The agency under interim leadership for the last eight months has already taken some initial steps to address lenders’ pandemic-era treatment of consumers and to advance the Biden administration’s racial justice priorities, the political news website noted.

Politico described Chopra’s confirmation as “the latest victory for progressives who have so far succeeded in putting their stamp on the Biden administration’s recruitment of top financial regulators.”

“Rohit is a terrific champion for consumers,” Warren said in a statement. “I look forward to his leadership at the bureau as he works to return it to its core mission of protecting consumers from discrimination and predatory institutions.”

A Wharton-trained MBA, Chopra worked for management consultancy McKinsey & Co. before entering government. After the CFPB launched in 2011, he served as the agency’s assistant director and as student loan ombudsperson.

In 2018, he became a commissioner at the FTC, where he pushed for more aggressive enforcement and greater liability for bad actors, including corporate executives. He also called for more oversight of private equity-backed company takeovers.

“If there are unlawful, egregious practices, it is important for enforcement to make sure that they stop — that’s what’s best for consumers, that’s what’s best for the honest market participants and that’s the role Congress has asked the CFPB to play,” Chopra said at his March confirmation hearing for the consumer bureau post.

Read: Trump to nominate Indian American Rohit Chopra as FTC Commissioner (October 20, 2017)

Biden’s campaign platform included a proposal to create a government-run credit reporting agency at the CFPB to compete with the private firms and combat racial disparities in credit scores.

Credit and consumer reporting complaints accounted for more than 58 percent of the record 542,300 complaints the bureau received last year, according to the agency’s most recent annual report.

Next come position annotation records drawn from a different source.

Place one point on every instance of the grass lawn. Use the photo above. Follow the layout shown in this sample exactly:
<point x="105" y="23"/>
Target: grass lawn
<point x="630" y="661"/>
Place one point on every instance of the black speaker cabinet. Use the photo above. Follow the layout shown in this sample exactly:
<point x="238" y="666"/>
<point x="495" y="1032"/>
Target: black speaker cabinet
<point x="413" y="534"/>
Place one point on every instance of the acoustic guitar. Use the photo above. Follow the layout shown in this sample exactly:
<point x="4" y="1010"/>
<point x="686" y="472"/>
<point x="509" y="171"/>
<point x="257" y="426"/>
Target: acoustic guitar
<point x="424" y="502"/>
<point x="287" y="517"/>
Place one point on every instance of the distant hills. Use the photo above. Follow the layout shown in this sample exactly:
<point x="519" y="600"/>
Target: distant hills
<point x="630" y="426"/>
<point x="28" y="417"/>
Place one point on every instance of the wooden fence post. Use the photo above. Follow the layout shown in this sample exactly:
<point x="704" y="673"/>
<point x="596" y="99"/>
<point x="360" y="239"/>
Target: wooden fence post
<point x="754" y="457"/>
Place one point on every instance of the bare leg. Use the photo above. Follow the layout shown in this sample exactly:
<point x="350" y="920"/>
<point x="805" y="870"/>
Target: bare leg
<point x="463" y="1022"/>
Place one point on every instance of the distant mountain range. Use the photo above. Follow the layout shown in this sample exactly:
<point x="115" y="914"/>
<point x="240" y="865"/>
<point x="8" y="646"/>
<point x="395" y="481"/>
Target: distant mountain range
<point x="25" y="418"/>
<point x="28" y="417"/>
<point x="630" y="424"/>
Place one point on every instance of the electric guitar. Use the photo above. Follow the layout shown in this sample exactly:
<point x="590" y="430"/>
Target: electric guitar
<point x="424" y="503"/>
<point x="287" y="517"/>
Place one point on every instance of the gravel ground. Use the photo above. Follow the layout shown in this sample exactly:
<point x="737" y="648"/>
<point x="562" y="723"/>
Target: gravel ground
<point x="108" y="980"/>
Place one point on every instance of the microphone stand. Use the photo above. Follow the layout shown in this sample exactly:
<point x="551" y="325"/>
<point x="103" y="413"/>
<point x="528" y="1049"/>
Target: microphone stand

As the top student loan official at the CFPB during the Obama administration, Chopra aggressively pursued for-profit colleges, private student lenders and the loan servicing companies hired by the Education Department, Politico noted.

He also went after how financial institutions market and sell debit cards and other products on campuses. It’s widely expected that Chopra will continue to scrutinize those industries as the bureau’s director.

One of the first big challenges Chopra will face is addressing CFPB employee complaints of workplace racism that date back to the Obama administration, according to Politico.

Read: Chuck Schumer recommends Indian American Rohit Chopra for FTC (May 10, 2017)

The National Treasury Employees Union, which represents the bureau’s workers, is urging Chopra to fix salary disparities it has identified among Black, Hispanic and Native American employees.

During his vetting to lead the CFPB, Chopra pledged to be transparent about workplace salaries and benefits and to work with staff on the agency’s diversity, equity and inclusion strategic plan, according to Politico.